夏はスイカ。
 月のやうに美しき丸み。闇色の縞より垣間見えるは大草原。
 二つとなき瑞々しき――
「僕には文才がない」
「突然だね。……なんでスイカとにらめっこしてるの?」
 七色さん、苦笑い。
 さっきの清少納言さん激怒必至の独白は頭のなかだけのこと。
 七色さんには決して言うまい。
「とにかく、スイカが家から送られた」
「暑いしね。わぁ、冷えてる」
 ぽんぽんとスイカを叩く。
 良い音だ。
 風鈴の音と混じって夏っぽさが増した。
「スイカって、叩いたときの音で美味しいか分かるらしい」
「ほんと?」
「僕が叩いたときは良い音しなかった」
「勝った」
「負けた」
 スイカも食べられる相手を選ぶのだろうか。
 スイカすらも魅了するとは、七色さん、恐るべし。
「スイカも恥じらう七色さん」
「食べよ?」
「うん」
 かくして、何切れかに切り分けする。
「二人だし、二つに分けても良かったんじゃないかな?」
「食べにくいと思う」
「あ、そっか。でもスプーンとかで食べられない?」
「七色さん天才」
「えっへん」
 だが時すでに遅し。
 計8切れにスイカを切り分けてしまった。
「でも、かじりついてこそのスイカ」
「うん、そうかも」
「それに、半分にするだけじゃ塩が奥まで届きにくい」
「お塩?」
「うん。塩かけると甘くなる」
「あ、そうだったんだ!」
「知らなかったんだ?」
「うん、知らなかった」
「いいこと知ったね」
「でも信じられないなぁ」
「そうかも」
 塩をかけたら甘くなるなんて、知識なしだとまず想像できない。
 どんな化学反応か延々と考えてしまいそうだ。
「塩はここに置いとく」
「準備が良いね」
「棒人間は抜かりないのだ」
 できるだけ冷えたスイカを食べたいし。
 棒人間は納涼を欲しているのだ。
「じゃあ、いただきます」
「いただきます」
 塩をさっさと振り掛ける。
 フタが取れて大惨事になった。
「あ」
「あ」
「……さすがにしょっぱい」
「だよね」
「七色さん気をつけて。フタ気をつけて」
「棒さん落ち着いて」
 幸い全部出ていない。
 残りのスイカを食べきるには十分だ。
 不幸中の幸いだったが。
「……もったいないことした」
「スイカ一切れとお塩がー」
「残飯処理班シャケさんに依頼を」
「シャケさん違うよ!」
 ダメか。
 シャケさん、口、開かないしね。
「……食べ物は粗末にしないのだ」
「私も手伝うー」
 僕から実食。
「…………うっ」
「棒さん?」
「……飲むと喉痛い。水、水」
 あ、テーブルに出てない。
 麦茶取ってこなきゃ。
 作っておいて正解だ。
 冷蔵庫へ急ぐ。
 その最中に「うえっ」と七色さんの声が聞こえた。



「罰ゲーム終わった」
「なんとかね……」
 苦行極まりなかった。
 やっと普通のスイカが食べれる。
「フタ気をつけて、フタ」
「わ、分かった」
 七色さんが用心深く塩を振り掛ける。
 慎重すぎてとてもゆっくりだ。
「どのくらい掛けるんだろう?」
「ん。
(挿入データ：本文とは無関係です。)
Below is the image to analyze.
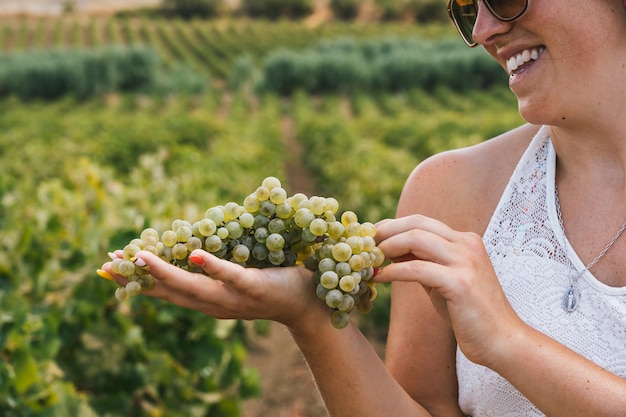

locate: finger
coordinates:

うん、それくらいかな」
 適量とか分からないけど、多すぎないほうがいいだろう。
 さっきの前例があるし。
「ほんとにしょっぱくない?」
「大丈夫」
 心底不安そうな声に度肝を抜いた。
 塩がトラウマになってしまっただろうか。
 恐る恐るといった様子で、スイカを口に運ぶ七色さん。
 毒味でもするかのように、あるいは本当にその気分なのか、深刻そうな表情だ。
 しかし一転して驚いたように口元を抑える。
「え、しょっぱかった?」
「ううん、甘い!」
「あ、よかった」
 僕のスイカ知識が間違ってたのかと思った。
 心の底から冷や冷やした。
「うーん、さっきもだけど、種が邪魔だね」
「ん。そうだね」
 僕も塩をかけながら受け答え。
「種なしのスイカってあんまり見かけない」
「そうなの?」
「最近は少ない気がする」
 気のせいなのかな。
 僕は別にあってもなくてもいいんだけど。
 食べられればいいのだ。
「夏だね」
 スイカを一切れ食べ終えた七色さんが呟く。
「うん、夏だ」
 やっぱり夏は美味しい季節だ。